The search for your own personal truth. Winner of the Silver Bear for Best Director (Angela Schanelec) in Berlin in 2019, I Was Home, But… is a curious German feature film with almost static shots, very attentive to detail. But the question is, what would those details be? Some will think it is a film about nothing, others a simple chaotic attempt to debate the conflicts that can be seen in reality, in real life, related to family, parents and children. , in a European panorama. At a certain point, he has a certain lack of weight vis-à-vis the art, refuting the question: how shallow and empty the game can be in front of the eyes of those who cannot raise awareness. ?

It revolves around a woman named Astrid (Maren Eggert), mother of two, widowed for two years by a former theater director, plagued by personal problems and difficulties in interacting, whether at the home in the education of his children or in the street with third parties. Her oldest son disappears for a while and reappears all dirty, sparking a debate about what happened at school. The days go by and Astrid tries to understand life from different angles.

Violet

Living is the rarest thing in the world. Most people simply exist. In his fifth feature film, the French filmmaker Martin Provost decides to tell a true story, strong and full of details that has marked French thought throughout the last century. With a great parade of stars of literature and philosophy, an exquisite scenario and the inspired duo Emmanuelle Devos and Sandrine Kiberlain, Violette transforms, over the 139 minutes of recording, into a striking portrait of a unique figure in a heterosexual society that gets slapped every line of its controversial texts.

In the story, scripted by the director himself, we get to know more deeply the life of the writer Violette Leduc, a woman warrior who found salvation through writing. Her friendship and passion for Simone de Beauvoir is also meticulously shown. Feeling in a desert that monologue, defying the conventions of the time, breaking taboos, being admired by distinguished writers of the 20th century, the protagonist is very powerful. Emmanuelle Devos breathes a vigorous energy that is essential for us to sympathize with Violette. A great performance by this excellent actress, perhaps little known here in Brazil. There is at Globoplay.

Mr. Morgan’s last love

Is it sad to lose someone? Written and directed by German filmmaker Sandra Nettelbeck, based on the excellent film Helen (2009), The Last Love of Mr. Morgan is a film, that is to say sensitive. Anyone who has a difficult relationship with their father will see their structures shaken. The vulnerable protagonist, brilliantly played by Briton Michael Caine, guides the viewer through the force that the imaginary memories of his late wife have on him. Thus, we are immersed in a dramatic sea full of emotions at all times.

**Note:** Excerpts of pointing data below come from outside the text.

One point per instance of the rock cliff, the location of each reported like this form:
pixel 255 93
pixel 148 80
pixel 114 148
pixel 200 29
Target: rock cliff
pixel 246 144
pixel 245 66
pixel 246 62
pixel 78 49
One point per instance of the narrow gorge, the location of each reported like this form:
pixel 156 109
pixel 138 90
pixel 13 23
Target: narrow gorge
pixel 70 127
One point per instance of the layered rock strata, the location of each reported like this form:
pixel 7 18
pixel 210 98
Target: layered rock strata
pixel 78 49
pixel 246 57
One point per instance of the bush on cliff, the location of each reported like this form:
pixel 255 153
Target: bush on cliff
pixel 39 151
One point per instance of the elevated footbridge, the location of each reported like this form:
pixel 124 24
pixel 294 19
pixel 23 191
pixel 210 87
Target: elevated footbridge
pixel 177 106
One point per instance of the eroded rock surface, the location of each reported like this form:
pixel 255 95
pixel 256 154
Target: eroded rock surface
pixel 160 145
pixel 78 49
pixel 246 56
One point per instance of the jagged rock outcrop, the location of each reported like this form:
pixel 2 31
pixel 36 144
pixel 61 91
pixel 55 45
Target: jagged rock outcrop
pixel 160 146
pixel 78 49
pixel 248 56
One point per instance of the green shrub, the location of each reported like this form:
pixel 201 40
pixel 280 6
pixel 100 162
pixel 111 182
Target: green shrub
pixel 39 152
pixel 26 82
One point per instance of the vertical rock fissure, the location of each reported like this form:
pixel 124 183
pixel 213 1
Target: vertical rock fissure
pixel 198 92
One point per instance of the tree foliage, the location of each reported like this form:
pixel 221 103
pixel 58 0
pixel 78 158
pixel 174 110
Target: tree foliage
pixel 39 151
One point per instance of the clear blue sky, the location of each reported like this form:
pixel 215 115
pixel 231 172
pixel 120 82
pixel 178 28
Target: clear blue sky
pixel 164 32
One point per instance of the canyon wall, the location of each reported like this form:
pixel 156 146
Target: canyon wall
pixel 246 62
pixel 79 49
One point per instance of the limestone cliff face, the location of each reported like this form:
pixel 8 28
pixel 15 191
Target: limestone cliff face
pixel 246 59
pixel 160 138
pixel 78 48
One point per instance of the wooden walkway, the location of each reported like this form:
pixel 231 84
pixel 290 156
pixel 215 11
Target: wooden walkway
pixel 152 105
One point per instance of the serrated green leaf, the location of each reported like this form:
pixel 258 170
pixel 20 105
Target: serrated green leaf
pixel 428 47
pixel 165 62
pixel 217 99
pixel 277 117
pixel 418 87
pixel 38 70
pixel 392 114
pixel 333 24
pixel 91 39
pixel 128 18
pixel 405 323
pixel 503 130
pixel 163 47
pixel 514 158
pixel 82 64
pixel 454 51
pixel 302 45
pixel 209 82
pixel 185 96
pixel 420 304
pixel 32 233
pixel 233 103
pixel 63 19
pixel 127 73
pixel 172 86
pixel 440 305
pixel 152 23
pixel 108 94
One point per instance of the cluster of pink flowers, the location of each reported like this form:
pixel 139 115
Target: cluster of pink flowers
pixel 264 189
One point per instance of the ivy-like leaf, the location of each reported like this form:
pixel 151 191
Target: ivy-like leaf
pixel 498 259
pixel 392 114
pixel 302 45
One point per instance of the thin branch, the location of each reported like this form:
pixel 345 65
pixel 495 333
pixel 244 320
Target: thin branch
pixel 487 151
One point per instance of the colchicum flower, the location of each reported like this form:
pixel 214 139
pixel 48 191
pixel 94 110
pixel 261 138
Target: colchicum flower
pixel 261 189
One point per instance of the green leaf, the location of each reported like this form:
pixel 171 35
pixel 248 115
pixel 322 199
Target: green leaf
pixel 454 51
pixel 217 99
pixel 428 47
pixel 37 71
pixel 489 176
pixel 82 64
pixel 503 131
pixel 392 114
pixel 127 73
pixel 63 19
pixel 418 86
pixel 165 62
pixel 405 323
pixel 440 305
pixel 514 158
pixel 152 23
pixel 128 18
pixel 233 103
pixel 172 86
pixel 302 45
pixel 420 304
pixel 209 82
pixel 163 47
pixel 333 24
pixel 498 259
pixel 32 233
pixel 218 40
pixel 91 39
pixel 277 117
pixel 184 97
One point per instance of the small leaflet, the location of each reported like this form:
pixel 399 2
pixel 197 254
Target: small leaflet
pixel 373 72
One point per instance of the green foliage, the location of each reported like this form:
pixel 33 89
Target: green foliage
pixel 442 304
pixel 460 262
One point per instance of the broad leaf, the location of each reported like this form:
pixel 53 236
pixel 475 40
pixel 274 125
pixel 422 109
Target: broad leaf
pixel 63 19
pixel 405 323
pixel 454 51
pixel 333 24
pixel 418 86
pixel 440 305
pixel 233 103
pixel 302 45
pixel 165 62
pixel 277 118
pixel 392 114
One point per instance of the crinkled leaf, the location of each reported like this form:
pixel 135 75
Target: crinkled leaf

In the plot, we meet Matthew Morgan (Caine), a lonely grandfather who feels increasingly lonely after the loss of his lovely wife. The former philosophy professor at the prestigious Princeton University lives in Paris and seems to insist on not learning the local language. His life changes and takes on meaning when he meets the dance teacher Pauline (Clémence Poésy). Pauline’s emotions run high – which is intimidating at first for Mr Morgan – but he eventually comes to terms with the father-son relationship that develops, until the dramatic arrival of his two sons leading to an ending. more than exciting.